DNA replication is the process of copying a double-stranded DNA molecule to form two double-stranded molecules. The process of DNA replication is a fundamental process used by all living organisms as it is the basis for biological inheritance. As each DNA strand holds the same genetic information, both strands can serve as templates for the reproduction of the complementary strand. The template strand is preserved in its entirety and the new strand is assembled from nucleotides. This process is called "semiconservative replication". The resulting double-stranded DNA molecules are identical; proofreading and error-checking mechanisms exist to ensure near perfect fidelity. ¤ In a cell, DNA replication must happen before cell division can occur. DNA synthesis begins at specific locations in the genome, called "origins", where the two strands of DNA are separated. RNA primers attach to single stranded DNA and the enzyme DNA polymerase extends the primers to form new strands of DNA, adding nucleotides matched to the template strand. The unwinding of DNA and synthesis of new strands forms a replication fork. In addition to DNA polymerase, a number of other proteins are associated with the fork and assist in the initiation and continuation of DNA synthesis.
DNA replication can also be performed artificially, using the same enzymes used within the cell. DNA polymerases and artificial DNA primers are used to initiate DNA synthesis at known sequences in a template molecule. The polymerase chain reaction (PCR), a common laboratory technique, employs artificial synthesis in a cyclic manner to rapidly and specifically amplify a target DNA fragment from a pool of DNA.
DNA repair refers to a collection of processes by which a cell identifies and corrects damage to the DNA molecules that encode its genome. In human cells, both normal metabolic activities and environmental factors such as UV light and Radiation can cause DNA damage, resulting in as many as 1 million individual molecular lesions per cell per day. Many of these lesions cause structural damage to the DNA molecule and can alter or eliminate the cell's ability to transcribe the gene that the affected DNA encodes. Other lesions induce potentially harmful mutations in the cell's genome, which affect the survival of its daughter cells after it undergoes mitosis. Consequently, the DNA repair process is constantly active as it responds to damage in the DNA structure.
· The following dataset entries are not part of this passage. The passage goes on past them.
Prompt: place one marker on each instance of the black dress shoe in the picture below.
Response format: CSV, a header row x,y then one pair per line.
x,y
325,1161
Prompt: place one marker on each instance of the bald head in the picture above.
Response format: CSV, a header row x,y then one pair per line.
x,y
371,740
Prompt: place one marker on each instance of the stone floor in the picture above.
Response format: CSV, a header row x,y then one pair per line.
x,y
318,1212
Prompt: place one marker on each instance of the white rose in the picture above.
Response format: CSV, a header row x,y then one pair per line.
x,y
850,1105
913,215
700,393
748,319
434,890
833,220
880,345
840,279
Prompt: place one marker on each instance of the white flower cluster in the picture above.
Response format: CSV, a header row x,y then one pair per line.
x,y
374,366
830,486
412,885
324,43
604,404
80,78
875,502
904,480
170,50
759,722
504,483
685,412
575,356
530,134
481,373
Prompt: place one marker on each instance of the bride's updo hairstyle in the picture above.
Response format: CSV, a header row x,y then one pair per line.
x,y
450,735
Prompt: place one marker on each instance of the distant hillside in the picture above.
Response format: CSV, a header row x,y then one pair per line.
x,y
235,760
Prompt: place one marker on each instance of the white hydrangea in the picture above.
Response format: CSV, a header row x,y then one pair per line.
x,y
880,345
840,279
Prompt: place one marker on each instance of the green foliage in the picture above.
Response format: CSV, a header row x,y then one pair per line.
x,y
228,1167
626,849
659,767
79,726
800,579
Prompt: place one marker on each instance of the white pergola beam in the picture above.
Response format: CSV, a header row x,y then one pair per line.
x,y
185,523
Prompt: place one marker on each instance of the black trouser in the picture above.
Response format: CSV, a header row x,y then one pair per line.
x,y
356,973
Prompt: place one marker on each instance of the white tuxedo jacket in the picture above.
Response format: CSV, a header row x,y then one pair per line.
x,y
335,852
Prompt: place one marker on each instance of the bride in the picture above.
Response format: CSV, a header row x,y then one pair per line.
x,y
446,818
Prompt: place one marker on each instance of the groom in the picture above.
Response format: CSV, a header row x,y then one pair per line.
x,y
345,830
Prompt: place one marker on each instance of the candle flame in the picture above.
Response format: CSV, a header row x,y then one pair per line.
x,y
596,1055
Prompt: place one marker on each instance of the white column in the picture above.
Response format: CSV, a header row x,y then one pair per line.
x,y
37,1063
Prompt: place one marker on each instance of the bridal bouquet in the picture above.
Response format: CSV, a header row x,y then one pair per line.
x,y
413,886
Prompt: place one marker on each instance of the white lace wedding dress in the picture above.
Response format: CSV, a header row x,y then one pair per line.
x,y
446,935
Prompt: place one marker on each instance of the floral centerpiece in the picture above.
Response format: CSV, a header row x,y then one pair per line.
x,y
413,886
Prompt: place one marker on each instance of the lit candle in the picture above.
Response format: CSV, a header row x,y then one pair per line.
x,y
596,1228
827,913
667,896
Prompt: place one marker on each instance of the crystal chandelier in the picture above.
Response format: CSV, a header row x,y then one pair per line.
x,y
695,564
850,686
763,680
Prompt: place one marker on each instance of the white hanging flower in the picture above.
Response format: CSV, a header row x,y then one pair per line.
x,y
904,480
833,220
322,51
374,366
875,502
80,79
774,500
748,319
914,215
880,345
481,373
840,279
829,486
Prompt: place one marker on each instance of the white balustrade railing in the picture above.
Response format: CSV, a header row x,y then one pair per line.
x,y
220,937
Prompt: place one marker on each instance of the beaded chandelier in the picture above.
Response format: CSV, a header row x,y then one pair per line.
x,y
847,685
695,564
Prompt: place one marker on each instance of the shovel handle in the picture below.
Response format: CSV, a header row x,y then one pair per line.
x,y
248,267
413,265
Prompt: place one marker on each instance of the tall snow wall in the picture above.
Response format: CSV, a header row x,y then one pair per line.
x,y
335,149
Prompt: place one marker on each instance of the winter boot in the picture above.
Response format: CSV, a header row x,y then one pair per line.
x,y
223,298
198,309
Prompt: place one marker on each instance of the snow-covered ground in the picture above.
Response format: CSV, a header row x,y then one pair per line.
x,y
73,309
The rate of DNA repair is dependent on many factors, including the cell type, the age of the cell, and the extracellular environment. A cell that has accumulated a large amount of DNA damage, or one that no longer effectively repairs damage incurred to its DNA, can enter one of three possible states:
- an irreversible state of dormancy, known as senescence
- cell suicide, also known as apoptosis or programmed cell death
- unregulated cell division, which can lead to the formation of a tumor that is cancerous
The DNA repair ability of a cell is vital to the integrity of its genome and thus to its normal functioning and that of the organism. Many genes that were initially shown to influence lifespan have turned out to be involved in DNA damage repair and protection. Failure to correct molecular lesions in cells that form gametes can introduce mutations into the genomes of the offspring and thus influence the rate of evolution.